Infectious or ischaemic colitis can also present with rectal bleeding, particularly in older adults or those with vascular risk factors. These conditions typically cause abdominal pain and diarrhoea alongside bleeding.
Colorectal polyps and cancer must always be excluded, particularly in patients over 50 or those with alarm features. Polyps are often asymptomatic but may bleed intermittently. Colorectal cancer may present with rectal bleeding, altered bowel habit, unexplained anaemia, or abdominal mass.
Medication-related causes should also be reviewed. Concurrent use of anticoagulants (warfarin, DOACs), antiplatelet agents (aspirin, clopidogrel), or NSAIDs significantly increases the risk of gastrointestinal bleeding. If bleeding occurs, NSAIDs should be avoided, and anticoagulant/antiplatelet therapy should be reviewed with a healthcare professional. Patients taking these medications alongside Ozempic require careful monitoring and should report any bleeding promptly.
Gastric or duodenal ulceration may occur, particularly in patients taking NSAIDs or with Helicobacter pylori infection. Upper gastrointestinal bleeding typically presents as melaena rather than bright red rectal bleeding, though brisk upper GI bleeding can occasionally present as haematochezia.
In conclusion, whilst blood in the stool may occur during Ozempic therapy, it is essential to investigate thoroughly to identify the underlying cause. Patients should maintain open communication with their healthcare team and not delay seeking medical advice when rectal bleeding occurs. If you suspect an adverse reaction to Ozempic, report it to the MHRA through the Yellow Card Scheme (yellowcard.mhra.gov.uk or the Yellow Card app).
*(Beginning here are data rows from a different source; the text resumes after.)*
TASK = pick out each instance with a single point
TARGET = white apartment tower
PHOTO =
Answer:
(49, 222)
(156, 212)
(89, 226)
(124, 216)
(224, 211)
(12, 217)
Blood in stool is not a recognised adverse reaction in the MHRA-approved Summary of Product Characteristics for Ozempic. However, gastrointestinal side effects such as constipation may indirectly contribute to conditions like haemorrhoids or anal fissures that cause rectal bleeding.
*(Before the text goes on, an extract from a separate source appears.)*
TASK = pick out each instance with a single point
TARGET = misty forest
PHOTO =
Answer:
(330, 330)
Seek immediate medical attention if you experience large volumes of blood, black tarry stools (melaena), dizziness, rapid heart rate, severe abdominal pain, or vomiting blood. Arrange an urgent GP appointment for persistent small amounts of blood, unexplained weight loss, or if you are over 40 with new-onset rectal bleeding.
The most common causes include haemorrhoids and anal fissures, often related to constipation. Other possibilities include diverticular disease, inflammatory bowel disease, colorectal polyps or cancer, and medication-related bleeding from concurrent use of anticoagulants, antiplatelet agents, or NSAIDs.